8. Семыкина, Р. С-И. О «соприкосновении мирам иным»: Ф.М. Достоевский и Ю.В. Мамлеев. – Барнаул, 2007. – 241 с.

9. Лермонтовская энциклопедия / Гл. ред. В.А. Мануйлов. – М., 1999. – 784 с.

В.В. Дубровская

«ОТЦОВСКИЙ ТЕКСТ» В ТВОРЧЕСТВЕ В.БАШУНОВА

 «Не тикая, идут часы мои / В кругу природы, родины, семьи…» – так в стихотворении «Мои часы» поэтический мир Владимира Башунова приобретает очертания трёх окружностей, вписанных друг в друга.

Благодаря тому, что круги природа, родина, семья располагаются на циферблате, стрелка, беззвучно отмечающая ход времени в каждое мгновение касается всех трех областей: и семьи, и родины, и природы, манифестируя прямую, как стрела (стрелка) связь между ними.

Мир поэта смоделирован в данном случае как циферблат [1], центр которого – семья. В стихотворениях, написанных в разные годы, есть специально посвященные родительскому дому, с упоминанием матери и отца [2], стихи, посвященные братьям и сестре. Затем появились стихи, посвященные жене, сыну, дочери («Бобровский этюд», «Калина», «Лесная дорога», «Обращение к сыну», «Наташа», «Апрельский пейзаж») и еще множество других, где семья упомянута.

      Среди русских поэтов вряд ли еще найдется такой, у кого «мысль семейная» оказалась бы настолько последовательно и внятно прочерчена, многодетные и заботливые отцы – Пушкин и Тютчев – не исключение.  

       Поэзия В.Башунова представляет собой отцовский текст [3], организованный лирическим субъектом, рефлексирующим над событием порождения  другого (ребенка или поэтического произведения) и научившимся любить порожденное. Как пишет М. Эпштейн в отцовстве «всякий проявляется с самой милосердной, божеской своей стороны, которая могла бы задать меру обращения человека с человеком вообще» [4, c.189].

       Само отношение к поэзии В. Башунова было отцовским: автору этих строк доводилось слышать, как он называл поэзию «девочкой», свои стихи – детьми, которых он обязан защищать [5]. В «Этюдах о Пушкине» Башунов проявляет о своем кумире отцовское беспокойство: «литература восприняла частные уроки», но «цельного и полного восприемства нет» и цитирует самого Пушкина: «Наследника нам не представит он». Пушкин без продолжения с полным воспроизведением генетического кода, без наследника – повод для острой печали о судьбе русской литературы.

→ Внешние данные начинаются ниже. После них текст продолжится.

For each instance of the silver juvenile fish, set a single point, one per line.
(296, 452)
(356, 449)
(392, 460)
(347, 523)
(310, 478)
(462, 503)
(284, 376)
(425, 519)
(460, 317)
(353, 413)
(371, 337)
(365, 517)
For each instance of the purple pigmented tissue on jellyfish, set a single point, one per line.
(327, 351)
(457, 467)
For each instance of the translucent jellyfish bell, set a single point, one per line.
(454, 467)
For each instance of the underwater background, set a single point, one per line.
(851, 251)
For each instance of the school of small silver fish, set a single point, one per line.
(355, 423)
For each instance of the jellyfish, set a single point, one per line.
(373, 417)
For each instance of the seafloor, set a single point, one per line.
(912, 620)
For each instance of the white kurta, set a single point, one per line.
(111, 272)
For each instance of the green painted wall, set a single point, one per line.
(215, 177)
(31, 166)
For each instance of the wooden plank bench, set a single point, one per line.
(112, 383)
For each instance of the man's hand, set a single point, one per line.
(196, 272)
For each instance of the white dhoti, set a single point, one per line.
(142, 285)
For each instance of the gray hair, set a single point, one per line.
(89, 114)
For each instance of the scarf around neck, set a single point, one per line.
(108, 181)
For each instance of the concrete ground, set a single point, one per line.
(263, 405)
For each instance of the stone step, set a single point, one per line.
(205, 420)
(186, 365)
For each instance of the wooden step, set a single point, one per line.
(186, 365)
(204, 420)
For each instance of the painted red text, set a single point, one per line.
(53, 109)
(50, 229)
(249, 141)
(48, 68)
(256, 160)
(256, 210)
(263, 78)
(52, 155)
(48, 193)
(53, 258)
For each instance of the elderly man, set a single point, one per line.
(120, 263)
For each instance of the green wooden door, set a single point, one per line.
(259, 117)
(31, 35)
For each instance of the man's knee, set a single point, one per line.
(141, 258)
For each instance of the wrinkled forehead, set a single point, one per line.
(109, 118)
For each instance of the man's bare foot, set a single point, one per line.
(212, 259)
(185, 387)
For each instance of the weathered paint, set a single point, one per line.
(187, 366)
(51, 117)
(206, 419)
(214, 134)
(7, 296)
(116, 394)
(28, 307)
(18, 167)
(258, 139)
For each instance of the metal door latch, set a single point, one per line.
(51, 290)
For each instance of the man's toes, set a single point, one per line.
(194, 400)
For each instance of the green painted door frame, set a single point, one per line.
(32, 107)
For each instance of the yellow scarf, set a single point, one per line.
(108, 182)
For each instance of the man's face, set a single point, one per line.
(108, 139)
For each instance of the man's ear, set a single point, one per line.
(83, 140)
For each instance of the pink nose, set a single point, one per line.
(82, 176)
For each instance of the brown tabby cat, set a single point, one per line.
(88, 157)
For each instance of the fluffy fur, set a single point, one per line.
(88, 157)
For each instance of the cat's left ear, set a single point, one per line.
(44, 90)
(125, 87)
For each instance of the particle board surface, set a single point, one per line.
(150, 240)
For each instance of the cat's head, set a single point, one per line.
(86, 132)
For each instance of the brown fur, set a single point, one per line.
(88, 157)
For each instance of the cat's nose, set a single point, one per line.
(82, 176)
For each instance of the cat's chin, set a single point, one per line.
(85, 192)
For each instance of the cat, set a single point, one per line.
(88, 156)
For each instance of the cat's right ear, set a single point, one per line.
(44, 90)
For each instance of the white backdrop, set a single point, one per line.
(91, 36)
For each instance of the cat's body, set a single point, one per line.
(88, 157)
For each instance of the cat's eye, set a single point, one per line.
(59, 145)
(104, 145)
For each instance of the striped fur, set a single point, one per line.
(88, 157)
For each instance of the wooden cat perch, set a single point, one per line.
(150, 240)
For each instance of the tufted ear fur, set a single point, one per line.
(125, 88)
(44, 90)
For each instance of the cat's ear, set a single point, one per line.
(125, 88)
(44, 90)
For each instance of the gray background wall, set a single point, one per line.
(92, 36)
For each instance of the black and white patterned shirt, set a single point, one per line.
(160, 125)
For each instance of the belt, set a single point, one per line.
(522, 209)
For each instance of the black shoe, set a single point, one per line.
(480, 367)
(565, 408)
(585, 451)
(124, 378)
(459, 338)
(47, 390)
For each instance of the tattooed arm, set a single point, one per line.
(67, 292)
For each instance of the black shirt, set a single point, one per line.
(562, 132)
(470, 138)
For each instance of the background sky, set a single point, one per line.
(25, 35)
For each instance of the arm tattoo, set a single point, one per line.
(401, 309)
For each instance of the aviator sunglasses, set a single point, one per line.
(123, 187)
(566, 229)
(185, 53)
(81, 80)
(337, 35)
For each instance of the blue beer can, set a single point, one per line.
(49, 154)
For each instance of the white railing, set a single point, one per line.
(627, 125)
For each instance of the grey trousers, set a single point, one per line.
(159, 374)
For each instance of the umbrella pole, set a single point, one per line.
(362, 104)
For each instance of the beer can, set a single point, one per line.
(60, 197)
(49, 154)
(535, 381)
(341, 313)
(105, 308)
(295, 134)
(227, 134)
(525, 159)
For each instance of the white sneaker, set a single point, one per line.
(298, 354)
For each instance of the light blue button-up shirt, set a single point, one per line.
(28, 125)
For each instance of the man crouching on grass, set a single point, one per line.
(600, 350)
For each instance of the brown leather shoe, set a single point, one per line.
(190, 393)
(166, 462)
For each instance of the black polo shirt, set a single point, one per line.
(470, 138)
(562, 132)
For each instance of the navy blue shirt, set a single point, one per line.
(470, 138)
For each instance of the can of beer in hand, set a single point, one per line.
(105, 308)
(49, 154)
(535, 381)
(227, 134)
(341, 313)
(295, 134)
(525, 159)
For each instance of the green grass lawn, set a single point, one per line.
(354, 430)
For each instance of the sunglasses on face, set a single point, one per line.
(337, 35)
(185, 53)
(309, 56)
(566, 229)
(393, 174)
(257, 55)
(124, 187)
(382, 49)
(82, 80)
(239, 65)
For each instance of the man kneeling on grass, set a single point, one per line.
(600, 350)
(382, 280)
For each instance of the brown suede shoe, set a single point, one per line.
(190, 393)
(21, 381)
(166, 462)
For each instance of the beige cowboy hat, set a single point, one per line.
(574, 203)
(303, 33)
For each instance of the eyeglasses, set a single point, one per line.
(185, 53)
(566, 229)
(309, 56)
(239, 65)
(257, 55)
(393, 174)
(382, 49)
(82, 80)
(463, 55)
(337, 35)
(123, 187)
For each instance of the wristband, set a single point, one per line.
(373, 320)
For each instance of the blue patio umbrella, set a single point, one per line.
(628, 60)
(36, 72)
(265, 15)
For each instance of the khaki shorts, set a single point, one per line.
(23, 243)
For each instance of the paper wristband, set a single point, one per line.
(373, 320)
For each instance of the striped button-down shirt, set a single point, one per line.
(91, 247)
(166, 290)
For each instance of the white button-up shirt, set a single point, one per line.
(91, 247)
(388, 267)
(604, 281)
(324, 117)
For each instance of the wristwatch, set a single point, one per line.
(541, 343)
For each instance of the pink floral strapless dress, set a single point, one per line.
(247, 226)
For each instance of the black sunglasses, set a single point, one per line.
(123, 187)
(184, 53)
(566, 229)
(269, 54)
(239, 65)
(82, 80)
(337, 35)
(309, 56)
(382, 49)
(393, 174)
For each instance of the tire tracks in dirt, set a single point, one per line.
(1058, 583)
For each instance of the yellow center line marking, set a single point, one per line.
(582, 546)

 Отец, как поясняет В.И. Даль, «тот, кто имеет детей». Строение  отцовского текста определяет «детская» тема, представленная в поэзии В. Башунова достаточно сильно и многообразно. Следует указать на стихотворения со знаковыми заглавиями – это четыре стихотворения, своего рода четыре столпа в организации «детской» темы: «Детские места», «Детская радость», «Детский вопрос», «Детское желание». И, наконец, особое положение в контексте «отцовских мотивов» занимает единственная книжка поэта, созданная специально для детей, – «Деревенская тетрадка» (1977) – прекрасно изданная, с картинками, которые хочется рассматривать. В этой книжке выразились самые глубокие мысли поэта, не смущенные необходимостью участвовать в текущих события: переживания, родительские и детские.

Деревня в детской книжке – это идиллический хронотоп, оправленный в раму традиционного уклада жизни. Деревня может называться Простоквашино или еще как-нибудь. Главное достоинство этого идиллического мира – заполнение всех ролевых ниш – бабушка, дедушка, отец, мать. В истории, рассказанной Э. Успенским, при отсутствии бабушки и дедушки эту нишу занимают Матроскин и Шарик: один стряпает и делает простую домашнюю работу, другой охотится; в центре общего внимания – мальчик.

В «Деревенской тетрадке» В. Башунов воссоздает локус детства в его идеальном варианте, разумеется, здесь упомянуты дедушка и бабушка, папа и мама, их дети и приятели детей.

«Деревенская тетрадка» – это текст, записанный в тетрадке, – как дневник, созданный поэтом в пору собственного детства; это записки, созданные им сегодня для детей. «Деревенская тетрадка» – это родительский, отцовский текст.

Отцовский текст моделирует мир замкнутый, домашний, где дитя – причина состояния мира. Так, в нем тихо, потому что спит ребенок:

И папа ходит шепотом,

И пол не заскрипит,

И мама ходит шепотом,

Когда Наташа спит.

В этом доме обязательно присутствует сверчок, хранитель домашнего очага, чье имя одного корня со «свирелью», известным атрибутом поэтического творчества. У Пушкина «цевница» (свирель) достаётся поэту с младенчества. В деревенском доме нет столь возвышенного предмета, но есть этимологический родственник свирели – сверчок. Весь смысл мироустройства в том:

Чтоб отдохнувшая Наташа

Вставала поутру легко,

Съедала суп,

Съедала кашу

И выпивала молоко!

В целом это родительский текст, цель которого – заставить ребенка съесть предложенную ему, несомненно вкусную и здоровую пищу. Кроме супа, каши и молока никаких продуктов питания в «Деревенской тетрадке» не упомянуто. Присутствуют ягоды, но их никогда не едят, только собирают [6]. Дары леса накапливаются, но не расточаются в пределах мира, созданного в «Деревенской тетрадке»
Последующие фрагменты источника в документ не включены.